¹Department of Pharmacy, Kyoto University Hospital, and Department of Transplantation and Immunology, Graduate School of Medicine, Kyoto University, Sakyo-ku, Kyoto 606-8507, Japan

Correspondence: Ken-ichi Inui, PhD, Department of Pharmacy, Kyoto University Hospital, Sakyo-ku, Kyoto 606-8507, Japan E-mail: inui@kuhp.kyoto-u.ac.jp

^*This work was supported in part by the 21st Century COE Program "Knowledge Information Infrastructure for Genome Science"; by a grant in aid from the Japan Health Sciences Foundation; by a grant in aid for scientific research from the Ministry of Education, Culture, Sports, Science and Technology of Japan; and by Novartis Ciclosporin Pharmaco-Clinical Forum Research Grant 2004. Masahide Fukudo is a Research Fellow of the Japan Society for the Promotion of Science.

Received 15 December 2004; Accepted 11 April 2005.

Abstract

Background: The calcineurin inhibitors tacrolimus and cyclosporine (INN, ciclosporin) have been widely used to prevent allograft rejection after transplantation. We investigated pharmacodynamic properties of the 2 drugs and their clinical relevance in liver transplantation.
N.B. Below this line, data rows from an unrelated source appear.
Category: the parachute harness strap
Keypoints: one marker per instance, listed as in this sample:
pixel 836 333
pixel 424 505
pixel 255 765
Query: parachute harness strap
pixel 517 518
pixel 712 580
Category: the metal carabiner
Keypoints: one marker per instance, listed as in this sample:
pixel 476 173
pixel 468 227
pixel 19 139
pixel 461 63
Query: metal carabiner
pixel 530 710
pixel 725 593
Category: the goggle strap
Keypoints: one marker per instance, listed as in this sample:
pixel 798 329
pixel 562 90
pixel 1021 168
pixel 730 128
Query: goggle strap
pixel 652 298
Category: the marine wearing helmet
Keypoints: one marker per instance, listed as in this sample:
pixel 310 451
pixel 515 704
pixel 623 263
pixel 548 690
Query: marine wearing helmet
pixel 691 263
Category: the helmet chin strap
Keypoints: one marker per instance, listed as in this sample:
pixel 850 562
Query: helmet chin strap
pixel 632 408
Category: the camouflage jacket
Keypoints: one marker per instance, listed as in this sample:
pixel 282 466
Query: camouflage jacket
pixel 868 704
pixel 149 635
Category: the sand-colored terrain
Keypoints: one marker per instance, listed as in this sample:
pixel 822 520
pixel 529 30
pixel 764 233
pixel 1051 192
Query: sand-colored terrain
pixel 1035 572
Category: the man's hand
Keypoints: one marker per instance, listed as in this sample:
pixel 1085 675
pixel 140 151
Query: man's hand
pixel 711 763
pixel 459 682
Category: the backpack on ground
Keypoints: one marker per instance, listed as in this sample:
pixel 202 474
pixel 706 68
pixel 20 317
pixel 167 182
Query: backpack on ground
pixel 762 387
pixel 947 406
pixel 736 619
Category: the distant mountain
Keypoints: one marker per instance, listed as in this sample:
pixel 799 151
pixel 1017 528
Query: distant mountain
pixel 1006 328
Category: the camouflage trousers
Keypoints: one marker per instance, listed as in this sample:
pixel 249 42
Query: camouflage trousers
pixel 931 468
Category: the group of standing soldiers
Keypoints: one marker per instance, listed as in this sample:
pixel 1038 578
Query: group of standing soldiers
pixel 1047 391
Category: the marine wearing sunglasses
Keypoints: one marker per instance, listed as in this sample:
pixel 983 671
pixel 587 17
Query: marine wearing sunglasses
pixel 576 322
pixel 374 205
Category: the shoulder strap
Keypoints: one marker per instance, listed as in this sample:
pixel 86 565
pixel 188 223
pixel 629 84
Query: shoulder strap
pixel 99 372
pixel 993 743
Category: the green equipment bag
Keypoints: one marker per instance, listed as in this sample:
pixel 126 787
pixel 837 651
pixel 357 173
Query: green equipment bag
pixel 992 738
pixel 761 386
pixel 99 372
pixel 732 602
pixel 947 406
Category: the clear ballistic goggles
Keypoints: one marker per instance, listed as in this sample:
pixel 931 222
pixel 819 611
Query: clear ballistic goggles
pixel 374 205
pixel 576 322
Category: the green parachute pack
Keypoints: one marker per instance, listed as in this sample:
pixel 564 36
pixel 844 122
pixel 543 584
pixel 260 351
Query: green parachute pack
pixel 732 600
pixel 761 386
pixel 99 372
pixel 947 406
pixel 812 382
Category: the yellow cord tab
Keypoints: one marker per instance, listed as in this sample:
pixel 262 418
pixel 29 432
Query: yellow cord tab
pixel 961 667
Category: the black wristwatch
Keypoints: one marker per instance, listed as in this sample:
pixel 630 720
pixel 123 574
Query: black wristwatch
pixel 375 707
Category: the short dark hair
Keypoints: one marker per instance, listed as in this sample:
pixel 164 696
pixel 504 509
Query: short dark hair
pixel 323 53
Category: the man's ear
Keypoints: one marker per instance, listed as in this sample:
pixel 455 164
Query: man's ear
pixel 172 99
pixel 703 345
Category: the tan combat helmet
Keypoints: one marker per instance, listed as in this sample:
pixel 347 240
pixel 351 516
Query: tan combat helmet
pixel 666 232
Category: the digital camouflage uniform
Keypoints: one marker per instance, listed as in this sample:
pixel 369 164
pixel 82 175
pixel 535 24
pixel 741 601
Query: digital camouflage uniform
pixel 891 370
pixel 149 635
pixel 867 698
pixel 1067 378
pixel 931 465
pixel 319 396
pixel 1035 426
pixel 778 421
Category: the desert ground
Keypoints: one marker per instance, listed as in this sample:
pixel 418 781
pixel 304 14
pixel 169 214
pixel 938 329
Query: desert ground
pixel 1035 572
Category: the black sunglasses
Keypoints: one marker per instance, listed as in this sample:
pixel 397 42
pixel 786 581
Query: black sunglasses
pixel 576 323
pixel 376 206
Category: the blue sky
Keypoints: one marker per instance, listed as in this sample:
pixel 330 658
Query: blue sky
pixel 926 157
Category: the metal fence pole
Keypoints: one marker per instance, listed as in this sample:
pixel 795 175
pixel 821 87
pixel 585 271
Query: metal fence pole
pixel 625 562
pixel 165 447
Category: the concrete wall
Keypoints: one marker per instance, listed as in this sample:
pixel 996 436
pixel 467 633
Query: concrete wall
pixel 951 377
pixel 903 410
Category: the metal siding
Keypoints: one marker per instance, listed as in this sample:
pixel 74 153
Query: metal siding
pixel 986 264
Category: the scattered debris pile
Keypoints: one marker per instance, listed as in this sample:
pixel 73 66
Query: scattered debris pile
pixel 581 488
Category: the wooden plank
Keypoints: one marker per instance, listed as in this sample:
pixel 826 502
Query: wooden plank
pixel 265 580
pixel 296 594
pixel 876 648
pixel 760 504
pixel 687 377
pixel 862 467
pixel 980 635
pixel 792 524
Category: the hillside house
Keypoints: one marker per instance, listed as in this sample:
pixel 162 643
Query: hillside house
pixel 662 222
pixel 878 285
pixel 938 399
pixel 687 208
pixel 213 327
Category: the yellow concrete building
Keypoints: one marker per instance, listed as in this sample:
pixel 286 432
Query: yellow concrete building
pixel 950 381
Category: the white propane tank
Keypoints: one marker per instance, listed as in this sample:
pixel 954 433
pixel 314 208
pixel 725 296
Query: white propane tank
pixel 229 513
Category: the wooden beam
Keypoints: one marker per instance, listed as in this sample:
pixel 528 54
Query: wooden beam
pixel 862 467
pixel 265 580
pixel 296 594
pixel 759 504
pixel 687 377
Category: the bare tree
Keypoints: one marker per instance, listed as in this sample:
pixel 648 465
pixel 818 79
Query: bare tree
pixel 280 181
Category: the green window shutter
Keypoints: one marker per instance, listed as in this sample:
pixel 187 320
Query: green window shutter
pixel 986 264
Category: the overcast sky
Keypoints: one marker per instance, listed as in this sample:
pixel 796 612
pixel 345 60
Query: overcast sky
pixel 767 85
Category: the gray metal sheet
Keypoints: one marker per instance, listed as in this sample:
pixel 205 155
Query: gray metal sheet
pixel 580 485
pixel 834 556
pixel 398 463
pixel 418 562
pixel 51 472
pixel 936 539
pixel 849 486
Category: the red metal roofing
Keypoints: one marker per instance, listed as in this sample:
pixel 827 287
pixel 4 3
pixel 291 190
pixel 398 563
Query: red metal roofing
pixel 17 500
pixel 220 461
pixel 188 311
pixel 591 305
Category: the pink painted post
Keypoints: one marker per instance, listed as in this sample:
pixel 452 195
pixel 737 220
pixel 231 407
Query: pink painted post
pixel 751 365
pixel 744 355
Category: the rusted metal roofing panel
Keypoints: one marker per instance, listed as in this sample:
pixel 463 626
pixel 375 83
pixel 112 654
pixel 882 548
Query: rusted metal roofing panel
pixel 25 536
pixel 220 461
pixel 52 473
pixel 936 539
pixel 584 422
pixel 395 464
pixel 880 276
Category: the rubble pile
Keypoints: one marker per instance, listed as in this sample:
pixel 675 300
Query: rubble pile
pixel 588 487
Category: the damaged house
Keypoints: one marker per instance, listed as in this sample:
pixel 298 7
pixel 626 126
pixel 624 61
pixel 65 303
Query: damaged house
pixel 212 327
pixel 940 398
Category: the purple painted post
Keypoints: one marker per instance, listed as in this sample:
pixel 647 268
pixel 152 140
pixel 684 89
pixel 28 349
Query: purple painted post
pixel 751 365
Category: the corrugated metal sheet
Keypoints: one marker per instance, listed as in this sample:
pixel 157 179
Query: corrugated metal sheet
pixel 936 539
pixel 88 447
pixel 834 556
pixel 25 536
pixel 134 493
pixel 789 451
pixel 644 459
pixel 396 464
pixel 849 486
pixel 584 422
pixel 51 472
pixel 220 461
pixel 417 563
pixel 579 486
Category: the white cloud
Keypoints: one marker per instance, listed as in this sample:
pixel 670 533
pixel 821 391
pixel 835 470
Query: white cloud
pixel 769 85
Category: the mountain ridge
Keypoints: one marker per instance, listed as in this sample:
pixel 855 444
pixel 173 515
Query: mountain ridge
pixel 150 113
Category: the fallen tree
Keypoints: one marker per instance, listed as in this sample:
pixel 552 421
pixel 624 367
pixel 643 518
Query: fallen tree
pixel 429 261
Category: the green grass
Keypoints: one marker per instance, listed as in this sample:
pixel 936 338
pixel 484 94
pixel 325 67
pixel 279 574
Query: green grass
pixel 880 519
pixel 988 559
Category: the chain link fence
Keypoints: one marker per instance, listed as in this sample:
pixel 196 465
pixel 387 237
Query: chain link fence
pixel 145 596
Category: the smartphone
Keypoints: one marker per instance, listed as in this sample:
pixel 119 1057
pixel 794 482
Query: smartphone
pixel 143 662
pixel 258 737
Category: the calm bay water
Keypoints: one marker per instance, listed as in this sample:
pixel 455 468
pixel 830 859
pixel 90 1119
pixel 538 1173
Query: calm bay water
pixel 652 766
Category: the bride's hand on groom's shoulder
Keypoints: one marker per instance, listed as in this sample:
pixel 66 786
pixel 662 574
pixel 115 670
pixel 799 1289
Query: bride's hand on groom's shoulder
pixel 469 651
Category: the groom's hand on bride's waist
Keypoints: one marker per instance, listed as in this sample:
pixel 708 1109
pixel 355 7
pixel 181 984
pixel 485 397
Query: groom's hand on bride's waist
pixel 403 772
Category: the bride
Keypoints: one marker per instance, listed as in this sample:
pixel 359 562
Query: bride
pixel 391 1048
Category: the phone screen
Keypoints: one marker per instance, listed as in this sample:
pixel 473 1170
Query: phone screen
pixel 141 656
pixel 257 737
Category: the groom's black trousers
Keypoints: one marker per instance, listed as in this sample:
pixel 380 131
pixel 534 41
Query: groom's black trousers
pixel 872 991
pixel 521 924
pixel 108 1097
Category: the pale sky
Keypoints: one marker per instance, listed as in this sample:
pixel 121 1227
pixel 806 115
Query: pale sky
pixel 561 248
Methods: Forty de novo living-donor liver transplant patients participated in this study, and they were treated with either tacrolimus (N = 30) or cyclosporine (N = 10). We simultaneously measured blood drug concentrations and calcineurin phosphatase activity in peripheral blood mononuclear cells during the first 14 postoperative days. Nephrotoxicity and acute rejection were also examined in relation to the blood drug concentrations and calcineurin activity.

Results: Calcineurin activity was only partially inhibited by tacrolimus concentrations greater than 20 ng/mL, although it could be almost completely inhibited by cyclosporine concentrations greater than 700 ng/mL. According to a maximum effect model, the population mean estimates of the EC₅₀ (blood concentration that yields a half-maximal effect) for tacrolimus and cyclosporine were 26.4 ng/mL (95% confidence interval [CI], 15.7-37.1 ng/mL) and 200 ng/mL (95% CI, 127-274 ng/mL), respectively. Patients with nephrotoxicity in both groups had significantly higher trough concentrations compared with those without this adverse event. In addition, patients with acute rejection in the tacrolimus group had significantly lower trough concentrations and higher calcineurin activity than those without a rejection episode.

Conclusions: The inhibitory effects on calcineurin activity in peripheral blood mononuclear cells differed between tacrolimus and cyclosporine in living-donor liver transplant patients. Pharmacodynamic assessment in combination with blood concentration monitoring may be useful for determining the individual therapeutic range of tacrolimus and cyclosporine.